The crowd cheered happily, laughing along. Roman offered a small forced smile. I managed a twitch of my lips.
"Ladies and Gentlemen, of District 4, your final Tribute to honor you in the 52nd Hunger Games, Roman Price"
The clapping and whistling and overall praise Roman received was, if not deafening, absurd. There were chants and hollers of "ROMAN, ROMAN, ROMAN" throughout the Justice Building. All he managed was a nod and a piercing look with his eyes as he watched the crowds worship him.
"Your two Tributes Cora Gil and Roman Price!"
They cheered and clapped I even heard a few lines of "CORA GIL!" before it was eaten up by the rest of the applause, but this did not settle me. I was feeling even more white, pale and weak. My face bounced around the screens as I stared at them.

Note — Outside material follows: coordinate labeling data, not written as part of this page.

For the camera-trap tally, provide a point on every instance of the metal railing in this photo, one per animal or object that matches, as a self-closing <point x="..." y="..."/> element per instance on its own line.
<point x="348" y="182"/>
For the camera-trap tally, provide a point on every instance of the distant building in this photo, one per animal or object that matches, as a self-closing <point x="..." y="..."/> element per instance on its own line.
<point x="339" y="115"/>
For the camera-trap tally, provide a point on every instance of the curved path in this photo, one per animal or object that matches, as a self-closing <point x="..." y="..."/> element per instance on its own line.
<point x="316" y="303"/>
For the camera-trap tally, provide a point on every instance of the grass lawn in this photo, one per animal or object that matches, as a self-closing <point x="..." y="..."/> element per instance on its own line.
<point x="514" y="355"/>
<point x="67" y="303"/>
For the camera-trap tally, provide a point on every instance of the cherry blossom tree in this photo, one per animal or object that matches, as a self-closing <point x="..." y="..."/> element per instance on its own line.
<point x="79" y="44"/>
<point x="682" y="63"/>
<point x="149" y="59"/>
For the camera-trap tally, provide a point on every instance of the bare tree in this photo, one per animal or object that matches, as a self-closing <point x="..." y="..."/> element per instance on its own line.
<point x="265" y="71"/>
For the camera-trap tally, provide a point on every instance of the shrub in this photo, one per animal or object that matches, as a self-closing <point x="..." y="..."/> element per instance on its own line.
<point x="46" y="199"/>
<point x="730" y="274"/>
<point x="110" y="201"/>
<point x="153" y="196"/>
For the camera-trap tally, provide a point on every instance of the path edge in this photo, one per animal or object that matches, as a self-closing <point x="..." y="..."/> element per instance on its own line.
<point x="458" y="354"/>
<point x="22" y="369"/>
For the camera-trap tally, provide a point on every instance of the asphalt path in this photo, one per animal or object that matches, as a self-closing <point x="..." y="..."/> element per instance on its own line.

Some showed me live, my eyes again blazing against my papery face, others of me sporting what appeared a mischievous smirk from minutes ago, another of my reaction, cynical and cautious, when Roman volunteered. Roman of course had his own shoots playing majestically next to mine. Him volunteering, his confident nod, his present fierce expression. Jonah waved at us to gain our attention and gestured for us to shake hands. I felt wobbly but found myself matching Romans smooth stride towards me. He looked at me then, as we faced each other hands moving in to shake, and I saw his eyes deadly. His jaw was clenched and his brow was knit. I could then feel the strength he portrayed his handshake, nothing purposely painful, no just steady power like a strong current. And he watching me as well so I did the only thing that had always won for me against my mother's impatience, my teacher's annoyance, my friends rage, the peacekeepers watch. I smirked, unimpressed. I saw him knit his brow deeper, surprised, but then we'd let go and no one, even though they had been watching the event from their screens, witnessed the message that had gone between us. We were rivals now. And at least one of us now was unsure who had a chance of coming home.
After that Jonah ushered us though a door and deeper into the Justice Building, a place I had never been. I recoiled from any possible closeness to Roman, distancing myself as far as him as possible, slightly disgusted by him. He walked on, unfazed, serious. Jonah Thrice was speaking but I wasn't listening I felt dizzy and full of hate towards Roman. I stumbled slightly through the hallway and saw Jonah Thrice watching me judgingly. I thought maybe then I'd shot him a simple frown back. Whatever it was it got him to look away. He ushered me into a room. Now out of the eye of all of my District I felt a certain strength I had been resorting on, the strength of the peacekeeper, leave my body, slowly yet sufficiently. Like the last emergency air Papa told me scuba tanks carried. My air was dwindling low. I couldn't breath very well now could I. It was moment before I noticed I was alone in the room. That didn't matter much, though a part of me was a peace to be away from Roman. I was sitting on a couch also. I hadn't noticed that much also. And now I was looking at my hands. I was watching them shake without my command. Shake shake shake shake. I'd move my fingers and for a moment they would stop but then, sure enough, they'd start back up. It must have been a while that I watched them. I didn't hear the door open.